Key Highlights
- PARAM SHAKTI, powered by the indigenous PARAM RUDRA cluster, achieved a peak throughput of 3.1 petaflops.
- The facility is housed within IIT Madras and offers uninterrupted power, advanced cooling, and full data‑centre infrastructure.
- It serves a wide spectrum of research domains—from aerospace and climate modelling to drug discovery and nuclear science.
- Built with open‑source stack (AlmaLinux) and C‑DAC’s proprietary system software, it exemplifies India’s push for diversified HPC architectures.
- Its deployment advances the objectives of the National Supercomputing Mission and the IndiaAI initiative.
Detailed Insights
The Ministry of Electronics and Information Technology (MeitY) inaugurated PARAM SHAKTI on 3 January 2026 at the Indian Institute of Technology Madras. The supercomputing centre is anchored by the PARAM RUDRA system, a home‑grown petascale machine engineered by the Centre for Development of Advanced Computing (C‑DAC) under the National Supercomputing Mission (NSM). With a theoretical performance ceiling of 3.1 petaflops—equivalent to more than three quadrillion floating‑point operations per second—the platform can sustain massive, compute‑intensive workloads without interruption, thanks to redundant power supplies, state‑of‑the‑art cooling, and robust data‑centre facilities.
Operating exclusively on open‑source software such as AlmaLinux, alongside C‑DAC’s custom middleware, PARAM SHAKTI provides researchers with exposure to heterogeneous computing environments, including multiple GPU architectures. This strategic diversification aligns with the IndiaAI Mission’s vision of reducing reliance on a single vendor and fostering a resilient national computing ecosystem.
Scientists at IIT Madras have already leveraged the system for projects spanning sub‑atomic simulations, large‑scale structural analyses, and interdisciplinary studies that cut experimental turnaround times and lower research costs. The supercomputer’s versatility supports critical sectors such as aerospace engineering, materials science, climate and weather prediction, combustion physics, molecular dynamics, nuclear research, and pharmaceutical discovery.
MeitY Secretary S. Krishnan emphasized that IIT Madras was chosen as a hub because of its strong multidisciplinary faculty base and its role within the NSM framework, which already hosts 37 supercomputing installations across the country. Targeted government funding will further catalyse application‑driven projects, ensuring that the immense computational capacity translates into tangible innovations.
Key Concepts
- Petaflop: A performance metric denoting one quadrillion (10¹⁵) floating‑point operations per second, used to gauge supercomputer speed.

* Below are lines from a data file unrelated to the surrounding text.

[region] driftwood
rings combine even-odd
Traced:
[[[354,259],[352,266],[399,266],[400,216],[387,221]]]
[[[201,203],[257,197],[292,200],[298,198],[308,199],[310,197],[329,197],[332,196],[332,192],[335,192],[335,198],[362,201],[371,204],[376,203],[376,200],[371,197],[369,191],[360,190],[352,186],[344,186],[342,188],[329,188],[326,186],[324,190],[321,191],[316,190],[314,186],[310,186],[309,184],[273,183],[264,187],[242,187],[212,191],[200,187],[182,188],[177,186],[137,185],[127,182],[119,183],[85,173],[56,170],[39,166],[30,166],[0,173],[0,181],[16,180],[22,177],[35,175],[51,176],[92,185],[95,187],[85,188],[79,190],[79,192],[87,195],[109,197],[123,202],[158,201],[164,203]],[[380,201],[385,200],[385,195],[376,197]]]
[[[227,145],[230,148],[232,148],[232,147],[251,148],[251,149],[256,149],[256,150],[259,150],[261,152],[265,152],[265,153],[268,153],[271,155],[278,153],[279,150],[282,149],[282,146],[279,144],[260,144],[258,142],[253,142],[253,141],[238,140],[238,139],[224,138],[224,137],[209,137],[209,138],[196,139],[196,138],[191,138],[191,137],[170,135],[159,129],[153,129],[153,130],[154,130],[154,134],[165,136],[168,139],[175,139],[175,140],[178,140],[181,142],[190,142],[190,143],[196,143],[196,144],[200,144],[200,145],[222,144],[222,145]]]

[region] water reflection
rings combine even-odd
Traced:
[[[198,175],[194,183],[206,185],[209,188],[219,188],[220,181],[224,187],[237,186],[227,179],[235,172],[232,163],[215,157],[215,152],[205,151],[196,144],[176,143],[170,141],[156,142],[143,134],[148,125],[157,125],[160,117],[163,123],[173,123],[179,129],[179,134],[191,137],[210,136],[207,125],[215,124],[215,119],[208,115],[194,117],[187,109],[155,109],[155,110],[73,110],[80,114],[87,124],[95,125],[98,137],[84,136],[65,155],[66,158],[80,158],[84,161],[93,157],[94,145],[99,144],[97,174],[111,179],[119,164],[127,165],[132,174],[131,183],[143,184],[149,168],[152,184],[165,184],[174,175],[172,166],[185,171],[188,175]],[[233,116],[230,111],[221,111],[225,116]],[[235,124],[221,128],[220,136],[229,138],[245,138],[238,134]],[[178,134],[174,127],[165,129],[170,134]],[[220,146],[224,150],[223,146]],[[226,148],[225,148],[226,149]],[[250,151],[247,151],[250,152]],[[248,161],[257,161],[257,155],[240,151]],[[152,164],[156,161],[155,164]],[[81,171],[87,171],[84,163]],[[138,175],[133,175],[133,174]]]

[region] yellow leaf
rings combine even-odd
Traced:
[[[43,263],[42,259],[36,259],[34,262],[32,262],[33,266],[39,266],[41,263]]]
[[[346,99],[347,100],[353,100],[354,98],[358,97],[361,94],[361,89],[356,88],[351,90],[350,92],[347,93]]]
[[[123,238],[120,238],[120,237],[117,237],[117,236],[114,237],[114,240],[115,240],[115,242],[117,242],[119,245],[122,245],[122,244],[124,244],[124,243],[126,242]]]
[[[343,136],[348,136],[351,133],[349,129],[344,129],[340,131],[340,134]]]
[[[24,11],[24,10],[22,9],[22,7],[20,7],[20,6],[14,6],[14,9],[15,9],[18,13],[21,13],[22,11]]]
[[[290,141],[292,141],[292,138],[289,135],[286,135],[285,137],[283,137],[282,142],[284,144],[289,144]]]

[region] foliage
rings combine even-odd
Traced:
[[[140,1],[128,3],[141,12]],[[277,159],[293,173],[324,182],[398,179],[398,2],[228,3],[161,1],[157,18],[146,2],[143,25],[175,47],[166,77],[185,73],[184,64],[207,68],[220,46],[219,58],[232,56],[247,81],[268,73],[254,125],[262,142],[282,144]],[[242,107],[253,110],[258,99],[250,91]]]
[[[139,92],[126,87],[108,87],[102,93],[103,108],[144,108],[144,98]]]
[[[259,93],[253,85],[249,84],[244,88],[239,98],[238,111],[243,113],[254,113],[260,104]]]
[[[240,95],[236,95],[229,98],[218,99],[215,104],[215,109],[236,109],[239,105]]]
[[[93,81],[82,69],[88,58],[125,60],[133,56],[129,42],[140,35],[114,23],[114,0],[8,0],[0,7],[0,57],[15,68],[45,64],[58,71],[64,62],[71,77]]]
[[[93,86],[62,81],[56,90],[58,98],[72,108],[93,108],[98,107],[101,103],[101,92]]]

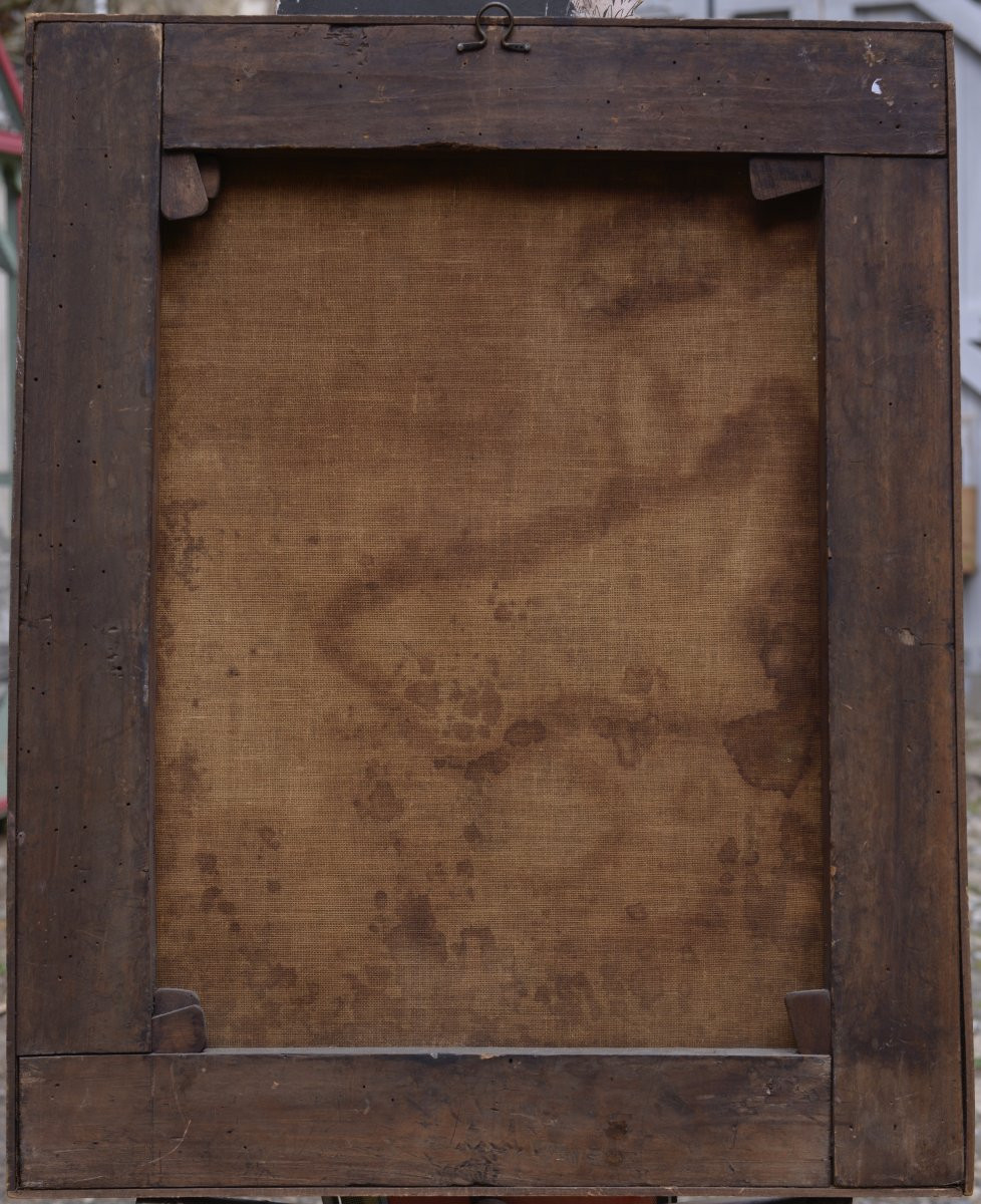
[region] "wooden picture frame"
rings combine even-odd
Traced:
[[[339,90],[349,26],[371,55]],[[520,33],[531,54],[491,30],[467,60],[450,19],[29,24],[14,1194],[970,1191],[950,30]],[[737,155],[757,195],[823,189],[829,1050],[165,1051],[194,1045],[153,1023],[172,985],[153,883],[161,160],[193,212],[191,153],[432,146]]]

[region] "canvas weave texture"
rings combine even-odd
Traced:
[[[158,981],[209,1044],[787,1046],[814,196],[229,158],[166,231]]]

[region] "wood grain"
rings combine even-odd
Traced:
[[[947,165],[825,196],[835,1182],[961,1184]]]
[[[817,158],[788,155],[750,159],[750,187],[757,201],[772,201],[792,193],[820,188],[825,178],[825,163]]]
[[[35,41],[16,601],[22,1054],[149,1039],[160,42],[150,24],[46,24]]]
[[[164,143],[946,149],[940,33],[556,23],[527,26],[527,55],[497,46],[457,54],[469,30],[460,22],[175,24]]]
[[[189,150],[171,150],[160,160],[160,212],[171,222],[197,218],[207,211],[208,194]]]
[[[964,756],[964,591],[958,589],[963,582],[964,566],[958,561],[963,554],[964,515],[962,507],[964,492],[956,488],[963,480],[961,467],[961,303],[958,299],[958,246],[957,246],[957,104],[955,83],[955,37],[953,30],[944,34],[947,49],[947,231],[950,237],[950,318],[951,318],[951,395],[953,414],[951,420],[953,452],[953,622],[955,645],[957,655],[956,668],[956,704],[957,704],[957,897],[961,902],[961,1029],[964,1039],[964,1192],[974,1191],[975,1179],[975,1063],[974,1051],[974,1008],[971,1004],[971,944],[970,944],[970,908],[968,905],[968,787],[967,765]],[[973,517],[976,523],[976,514]]]
[[[22,1091],[22,1185],[48,1191],[829,1178],[829,1061],[792,1054],[52,1057]]]

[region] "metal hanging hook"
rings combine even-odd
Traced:
[[[460,54],[466,54],[467,51],[483,51],[487,45],[487,30],[483,25],[484,13],[489,8],[500,8],[504,16],[508,18],[508,28],[504,30],[504,36],[501,39],[502,51],[516,51],[519,54],[528,54],[531,52],[531,46],[527,42],[510,42],[508,39],[514,33],[514,13],[508,8],[506,4],[501,0],[490,0],[490,4],[485,4],[484,7],[473,18],[473,26],[477,30],[478,41],[475,42],[457,42],[456,49]]]

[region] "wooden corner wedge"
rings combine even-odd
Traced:
[[[150,1032],[154,1054],[203,1052],[205,1013],[194,991],[164,987],[154,992]]]
[[[208,194],[197,159],[190,150],[165,152],[160,160],[160,212],[171,222],[200,218],[208,208]]]
[[[831,991],[790,991],[784,1002],[798,1054],[831,1054]]]
[[[762,155],[750,159],[750,188],[757,201],[806,193],[825,182],[823,159]]]

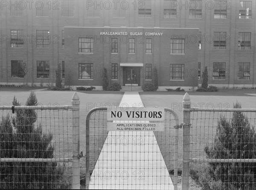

- National Supercomputing Mission (NSM): An Indian government programme aimed at establishing a network of high‑performance computing facilities to accelerate scientific discovery and industry.
- Open‑source stack: Software that is freely available, modifiable, and distributable; in this context, AlmaLinux serves as the operating system for PARAM SHAKTI.
- Heterogeneous computing: Utilisation of diverse processing units—CPU, GPU, and specialised accelerators—to optimise performance for varied workloads.
- IndiaAI Mission: A policy initiative that seeks to position India as a global leader in artificial intelligence through research, talent development, and infrastructure.